米ファンドKKR:8月上旬予定の日立国際TOB見送り-株価上昇で

  • 日立国際の株価は4月のTOB発表から上昇-TOB価格に対し16%
  • KKRはJIP、日立、日立国際などとTOB可否など協議

米ファンドのKKRは9日、半導体製造装置などを手掛ける日立製作所の子会社、日立国際電気に対する8月上旬の公開買い付け(TOB)の開始を見送ると発表した。日立国際の株価が4月の計画発表後に急騰していることが背景にある。日立は4月に日立国際をKKRと日本産業パートナーズ(JIP)に売却すると発表済み。

  ファンドによるTOB価格は1株当たり2503円で4月26日の終値2675円より6.4%低かった。その後、株価は上昇し8月9日の終値は2894円とTOB価格から約16%上昇している。

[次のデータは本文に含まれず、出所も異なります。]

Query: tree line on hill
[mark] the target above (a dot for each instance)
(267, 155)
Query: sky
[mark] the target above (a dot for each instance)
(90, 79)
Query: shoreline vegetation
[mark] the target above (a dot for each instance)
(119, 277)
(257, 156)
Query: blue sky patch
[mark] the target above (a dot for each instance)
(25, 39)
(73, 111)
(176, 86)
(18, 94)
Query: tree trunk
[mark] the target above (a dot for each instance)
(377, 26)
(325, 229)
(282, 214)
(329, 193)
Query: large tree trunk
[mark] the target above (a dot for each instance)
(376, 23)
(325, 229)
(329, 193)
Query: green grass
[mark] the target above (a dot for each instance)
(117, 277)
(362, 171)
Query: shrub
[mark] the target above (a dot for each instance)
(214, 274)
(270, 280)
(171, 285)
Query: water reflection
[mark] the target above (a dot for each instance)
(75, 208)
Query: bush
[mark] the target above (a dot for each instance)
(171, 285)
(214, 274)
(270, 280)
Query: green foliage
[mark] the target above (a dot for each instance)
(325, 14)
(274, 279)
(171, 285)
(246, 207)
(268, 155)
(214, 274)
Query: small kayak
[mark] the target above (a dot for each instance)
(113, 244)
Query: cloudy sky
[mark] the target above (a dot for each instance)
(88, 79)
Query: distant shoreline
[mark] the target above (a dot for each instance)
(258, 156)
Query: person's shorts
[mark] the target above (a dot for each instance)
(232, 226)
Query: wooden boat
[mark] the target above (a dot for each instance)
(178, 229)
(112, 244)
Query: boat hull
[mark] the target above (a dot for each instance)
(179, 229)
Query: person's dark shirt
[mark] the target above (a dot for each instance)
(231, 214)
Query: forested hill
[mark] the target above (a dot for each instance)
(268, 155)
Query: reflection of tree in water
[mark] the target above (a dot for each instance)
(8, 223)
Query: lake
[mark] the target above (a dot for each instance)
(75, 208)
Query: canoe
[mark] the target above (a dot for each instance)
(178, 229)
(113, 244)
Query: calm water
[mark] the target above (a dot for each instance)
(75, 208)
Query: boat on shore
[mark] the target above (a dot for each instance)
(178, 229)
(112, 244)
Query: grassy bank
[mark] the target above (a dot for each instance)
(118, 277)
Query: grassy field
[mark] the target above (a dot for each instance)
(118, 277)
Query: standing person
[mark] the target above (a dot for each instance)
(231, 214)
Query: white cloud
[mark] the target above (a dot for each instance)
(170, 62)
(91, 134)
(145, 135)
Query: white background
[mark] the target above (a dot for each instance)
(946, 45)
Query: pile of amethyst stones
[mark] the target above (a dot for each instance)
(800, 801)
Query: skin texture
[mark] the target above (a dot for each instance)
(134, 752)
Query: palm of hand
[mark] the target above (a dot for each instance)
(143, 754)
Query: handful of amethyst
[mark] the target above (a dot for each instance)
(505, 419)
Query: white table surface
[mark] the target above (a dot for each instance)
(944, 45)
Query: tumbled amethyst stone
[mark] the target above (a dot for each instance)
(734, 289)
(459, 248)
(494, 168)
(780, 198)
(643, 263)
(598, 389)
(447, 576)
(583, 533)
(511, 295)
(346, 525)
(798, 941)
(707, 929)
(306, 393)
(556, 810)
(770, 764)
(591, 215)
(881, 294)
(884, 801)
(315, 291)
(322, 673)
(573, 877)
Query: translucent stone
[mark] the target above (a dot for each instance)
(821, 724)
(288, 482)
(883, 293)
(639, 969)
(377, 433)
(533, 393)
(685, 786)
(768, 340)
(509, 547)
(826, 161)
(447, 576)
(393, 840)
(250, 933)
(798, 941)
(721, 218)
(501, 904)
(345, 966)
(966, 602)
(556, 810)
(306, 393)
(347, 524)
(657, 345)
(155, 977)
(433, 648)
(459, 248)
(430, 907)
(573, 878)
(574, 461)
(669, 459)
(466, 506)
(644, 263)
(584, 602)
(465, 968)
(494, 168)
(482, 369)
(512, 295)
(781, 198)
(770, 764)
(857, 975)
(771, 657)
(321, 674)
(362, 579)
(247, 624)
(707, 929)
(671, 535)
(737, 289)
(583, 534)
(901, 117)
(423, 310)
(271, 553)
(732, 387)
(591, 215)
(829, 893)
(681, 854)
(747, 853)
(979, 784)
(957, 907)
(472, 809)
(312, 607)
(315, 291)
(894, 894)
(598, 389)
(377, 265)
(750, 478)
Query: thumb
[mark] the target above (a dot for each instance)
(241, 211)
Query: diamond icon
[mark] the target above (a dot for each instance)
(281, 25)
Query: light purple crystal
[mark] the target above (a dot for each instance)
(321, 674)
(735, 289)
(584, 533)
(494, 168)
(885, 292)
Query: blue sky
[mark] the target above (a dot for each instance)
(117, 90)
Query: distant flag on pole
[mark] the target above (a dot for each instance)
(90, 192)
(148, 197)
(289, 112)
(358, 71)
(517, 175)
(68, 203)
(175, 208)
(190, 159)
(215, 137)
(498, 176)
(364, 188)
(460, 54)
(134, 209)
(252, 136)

  発表文によると、日立国際に設置された第三者委員会は、4月時点で日立国際の株価の価額の正当性・妥当性は担保されているとした意見について、「現時点では維持することが困難」との答申を取締役会に提出。これを受け、KKRはTOBの前提条件が充足されていない状況と判断して見送りを決めた。

  4月の計画では、日立国際は日立が保有する議決権所有割合で約52%の株式をTOBではなく907億円を支払って自社株買いで取得し、その上でTOBを実施するとしていた。TOBと自社株買いの総額は約2150億円と算定していた。KKRなどは完全子会社化を目指している。

  KKRはTOBについて、実施の可否や時期を含め、日立国際、日立、JIPなどと協議を継続し、詳細が決まり次第発表するとしている。日立の広報・IR部の天本和子氏は「4月の合意内容に基づき引き続き誠実に協議する」とブルームバーグの電話取材でコメントした。